Reactive nitrogen does not cascade at the same rate through all sectors of the environment. Some systems (most notably forest and grassland soils) are able to slow down the continuation of the cascade by accumulating reactive nitrogen and therefore acting as reservoirs. However, most systems have a finite capacity to accumulate reactive nitrogen. As a system becomes saturated, more and more reactive nitrogen moves from these storage reservoirs to systems downwind or downstream. Table 1 shows those systems that have large accumulation potential and those from which reactive nitrogen is most readily transferred. It also shows where reactive nitrogen is likely to move to, and some potential effects of excess nitrogen within each system.

Table 1. Characteristics of different systems in relation to the nitrogen cascade
System	Accumulation potential	Transfer potential	Links to other systems	Effects potential
Atmosphere	Low	Very high	All but groundwater	Human and ecosystem health, climate change
Agroecosystems	Low to moderate	Very high	All	Human and ecosystem health, climate change
Forests	High	Moderate, high in places	All	Biodiversity, net primary productivity, plant mortality, groundwater
Grasslands	High	Moderate, high in places	All	Biodiversity, net primary productivity, groundwater
Groundwater	Moderate	Moderate	Surface water, atmosphere	Human and ecosystem health, climate change
Wetlands, streams, lakes, rivers	Low to moderate	Very high	Atmosphere, marine coastal systems	Biodiversity, ecological structure, eutrophication, harmful algal blooms
Marine coastal regions	Low to moderate	Moderate	Atmosphere	Biodiversity, ecological structure, fish, eutrophication, harmful algal blooms, hypoxia
Source: Galloway and others 2003

With more anthropogenic reactive nitrogen present in the environment, it is likely to be increasingly mobilized from storage reservoirs, compounding the consequences on people and ecosystems.
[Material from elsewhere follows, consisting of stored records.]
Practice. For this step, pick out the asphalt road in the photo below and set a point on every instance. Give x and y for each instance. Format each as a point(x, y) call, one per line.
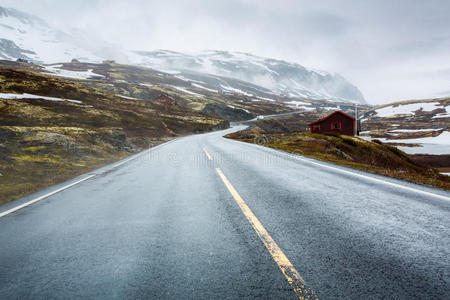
point(165, 225)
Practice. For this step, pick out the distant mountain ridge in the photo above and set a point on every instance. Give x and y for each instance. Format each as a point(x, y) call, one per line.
point(29, 37)
point(281, 77)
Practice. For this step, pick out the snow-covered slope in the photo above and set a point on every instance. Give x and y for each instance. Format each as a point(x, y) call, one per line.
point(281, 77)
point(29, 37)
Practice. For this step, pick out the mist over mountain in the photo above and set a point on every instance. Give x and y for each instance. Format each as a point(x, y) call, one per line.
point(282, 77)
point(29, 37)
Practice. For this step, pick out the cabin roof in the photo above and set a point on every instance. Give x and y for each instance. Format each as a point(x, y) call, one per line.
point(330, 115)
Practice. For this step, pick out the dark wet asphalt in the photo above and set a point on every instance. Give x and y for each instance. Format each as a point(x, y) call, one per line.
point(165, 226)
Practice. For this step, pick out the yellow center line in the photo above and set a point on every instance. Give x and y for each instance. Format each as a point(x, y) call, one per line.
point(293, 277)
point(207, 154)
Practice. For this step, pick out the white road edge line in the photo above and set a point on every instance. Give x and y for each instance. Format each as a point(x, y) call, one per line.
point(298, 157)
point(7, 212)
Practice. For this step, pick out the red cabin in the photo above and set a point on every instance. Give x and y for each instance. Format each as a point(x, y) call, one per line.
point(165, 99)
point(336, 123)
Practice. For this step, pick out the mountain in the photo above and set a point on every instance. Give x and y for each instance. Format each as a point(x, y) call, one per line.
point(281, 77)
point(29, 37)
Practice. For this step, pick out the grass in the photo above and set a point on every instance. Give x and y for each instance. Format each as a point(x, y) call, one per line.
point(45, 142)
point(351, 152)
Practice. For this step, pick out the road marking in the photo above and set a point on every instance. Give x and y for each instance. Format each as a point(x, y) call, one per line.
point(207, 154)
point(7, 212)
point(293, 277)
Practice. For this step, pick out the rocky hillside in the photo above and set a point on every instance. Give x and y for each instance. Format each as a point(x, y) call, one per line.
point(408, 119)
point(279, 77)
point(52, 129)
point(196, 91)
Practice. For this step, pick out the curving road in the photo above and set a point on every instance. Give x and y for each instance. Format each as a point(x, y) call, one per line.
point(208, 217)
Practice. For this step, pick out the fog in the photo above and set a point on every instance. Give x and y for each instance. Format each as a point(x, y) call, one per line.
point(391, 50)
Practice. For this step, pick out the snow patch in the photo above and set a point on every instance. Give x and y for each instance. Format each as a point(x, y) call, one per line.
point(31, 96)
point(205, 88)
point(56, 71)
point(406, 109)
point(187, 91)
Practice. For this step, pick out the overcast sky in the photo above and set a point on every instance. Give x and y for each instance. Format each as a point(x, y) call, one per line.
point(392, 50)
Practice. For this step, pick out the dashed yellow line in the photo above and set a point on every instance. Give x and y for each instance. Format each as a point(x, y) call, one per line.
point(293, 277)
point(207, 154)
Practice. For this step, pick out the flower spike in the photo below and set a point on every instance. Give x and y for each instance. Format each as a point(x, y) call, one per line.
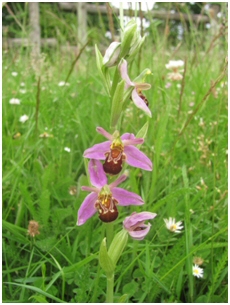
point(104, 198)
point(117, 150)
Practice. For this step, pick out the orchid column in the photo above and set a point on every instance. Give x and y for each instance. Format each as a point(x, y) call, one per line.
point(104, 199)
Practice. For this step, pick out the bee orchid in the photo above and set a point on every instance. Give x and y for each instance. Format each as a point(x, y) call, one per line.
point(117, 150)
point(104, 198)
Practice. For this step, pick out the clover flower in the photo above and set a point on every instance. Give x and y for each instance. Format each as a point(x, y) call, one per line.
point(14, 101)
point(33, 228)
point(62, 83)
point(23, 118)
point(197, 271)
point(172, 225)
point(174, 65)
point(104, 198)
point(135, 225)
point(117, 150)
point(137, 97)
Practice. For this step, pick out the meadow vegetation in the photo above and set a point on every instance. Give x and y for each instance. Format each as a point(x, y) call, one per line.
point(43, 171)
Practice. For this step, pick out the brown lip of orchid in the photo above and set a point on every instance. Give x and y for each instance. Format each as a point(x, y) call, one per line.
point(117, 150)
point(135, 224)
point(104, 198)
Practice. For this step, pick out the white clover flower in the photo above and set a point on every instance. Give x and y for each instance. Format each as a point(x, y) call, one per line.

However, just as anthropogenic activities have substantially increased the rate of reactive nitrogen formation, so is it possible to intervene at critical points along the nitrogen cascade and make reactive nitrogen less abundant. This can be done in two ways – decreasing the rate of reactive nitrogen creation during energy and food production, or converting reactive nitrogen back to N₂ after it has been created and used.